For my most recent work, see: Multimodal models & diffusion at CanOfSoup;
Also, see Slite’s Ask for another recent project shipped to production;
For more on my history with NLP & machine learning, read on

Prior Years: a Long Trajectory in NLP

Earlier projects: browser-based NLP for Overlay AI; various survey projects

My work over the past many years increasingly pivoted towards machine learning, both at the lower of embedding-space and heuristic tasks (text segmentation, tagging, classifying, clustering) and more in-depth transformer-based NLP processing.

My earlier efforts in the space of machine learning or NLP—as an analyst for a large university—were centered on building, fine-tuning, clustering, and then serving robust vectors for topical analysis purposes, using simpler foundational NLP techniques (one of my NLP projects before transformers); see this summary. Following up on that work, I was occasionally tasked with taking large survey or other text data (e.g., a database of syllabi) and performing analysis for certain topics and themes of interest to the university administration.

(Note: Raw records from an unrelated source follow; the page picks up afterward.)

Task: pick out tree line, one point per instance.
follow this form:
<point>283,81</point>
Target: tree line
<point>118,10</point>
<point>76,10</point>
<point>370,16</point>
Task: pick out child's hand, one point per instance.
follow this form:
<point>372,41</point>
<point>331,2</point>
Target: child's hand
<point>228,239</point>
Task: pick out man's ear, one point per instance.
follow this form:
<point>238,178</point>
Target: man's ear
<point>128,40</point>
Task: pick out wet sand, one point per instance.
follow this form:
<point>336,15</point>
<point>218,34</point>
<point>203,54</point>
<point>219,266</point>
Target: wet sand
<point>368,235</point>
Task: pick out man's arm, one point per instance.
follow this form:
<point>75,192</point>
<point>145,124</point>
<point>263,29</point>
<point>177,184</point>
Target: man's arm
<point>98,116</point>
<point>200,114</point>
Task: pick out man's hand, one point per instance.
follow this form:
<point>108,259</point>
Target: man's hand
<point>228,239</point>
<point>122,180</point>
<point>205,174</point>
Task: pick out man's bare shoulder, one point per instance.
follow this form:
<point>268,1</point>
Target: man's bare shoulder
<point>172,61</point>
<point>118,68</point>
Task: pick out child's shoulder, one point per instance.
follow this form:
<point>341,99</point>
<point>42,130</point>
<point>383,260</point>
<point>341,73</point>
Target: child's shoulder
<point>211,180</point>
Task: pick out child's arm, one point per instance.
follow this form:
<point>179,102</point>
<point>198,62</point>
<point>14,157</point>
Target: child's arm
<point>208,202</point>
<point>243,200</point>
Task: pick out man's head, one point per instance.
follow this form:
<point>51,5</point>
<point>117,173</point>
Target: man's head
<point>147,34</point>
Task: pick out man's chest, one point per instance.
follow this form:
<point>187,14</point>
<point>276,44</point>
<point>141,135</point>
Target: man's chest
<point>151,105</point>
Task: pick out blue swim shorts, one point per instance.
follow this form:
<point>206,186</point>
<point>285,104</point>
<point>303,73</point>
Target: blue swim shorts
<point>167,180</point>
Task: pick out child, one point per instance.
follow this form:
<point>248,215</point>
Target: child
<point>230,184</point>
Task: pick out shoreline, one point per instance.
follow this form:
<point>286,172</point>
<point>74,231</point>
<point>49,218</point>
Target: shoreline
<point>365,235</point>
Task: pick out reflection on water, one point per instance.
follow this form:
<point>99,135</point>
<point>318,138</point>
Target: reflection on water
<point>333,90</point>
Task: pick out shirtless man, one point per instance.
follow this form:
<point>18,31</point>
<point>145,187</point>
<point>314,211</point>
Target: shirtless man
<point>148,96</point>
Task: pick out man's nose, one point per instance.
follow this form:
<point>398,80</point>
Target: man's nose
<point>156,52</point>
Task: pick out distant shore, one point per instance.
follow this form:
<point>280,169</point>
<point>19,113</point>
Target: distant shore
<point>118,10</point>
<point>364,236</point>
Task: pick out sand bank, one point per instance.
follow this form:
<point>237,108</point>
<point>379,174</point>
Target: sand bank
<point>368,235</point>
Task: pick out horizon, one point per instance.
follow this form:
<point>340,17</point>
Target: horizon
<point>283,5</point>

Working in a consulting role for the startup Overlay AI meant diving deep into the latest state-of-the-art for NLP in a number of domains, and working to efficiently build an entire pipeline in a resource-constrained context—going from tokenization, though tagging, stemming, lemmatization, dependency parsing, and then applying top-level rules or vector-space comparisons, all within a chain of WASM-compiled tools running in a background WebWorker.

I have also expended a fair amount of effort in the domain of working with semantic graphs, particularly Wordnet. Given a desire to find topical connections across words and potentially disambiguate meanings, I have written code (in Rust) to traverse Wordnet’s relations in order to pick the most neighboring senses. I later moved those efforts into simply reducing the graph (using graph to vector learning) into a vector domain, gaining useful spatial representations of all Wordnet senses, which I later was able to put to use in obtaining smart synonyms or word replacements.

In subsequent years, I adopted the increasingly dominant approach of extending transformer-based, pre-trained models (often BERT-based model, since they obtains excellent low-level vectors) and further tuning these to domain-specific tasks. Given the size of these models and my focus on web-embeddable learning, I was particularly invested in the research of model distillation through teacher-student or other methods for minification.

At Slite, I used my expertise to direct the architecture of a complete, AI-powered product feature called Ask, which uses a mixture of models and techniques in order to power a Q&A feature from a workspace of documents.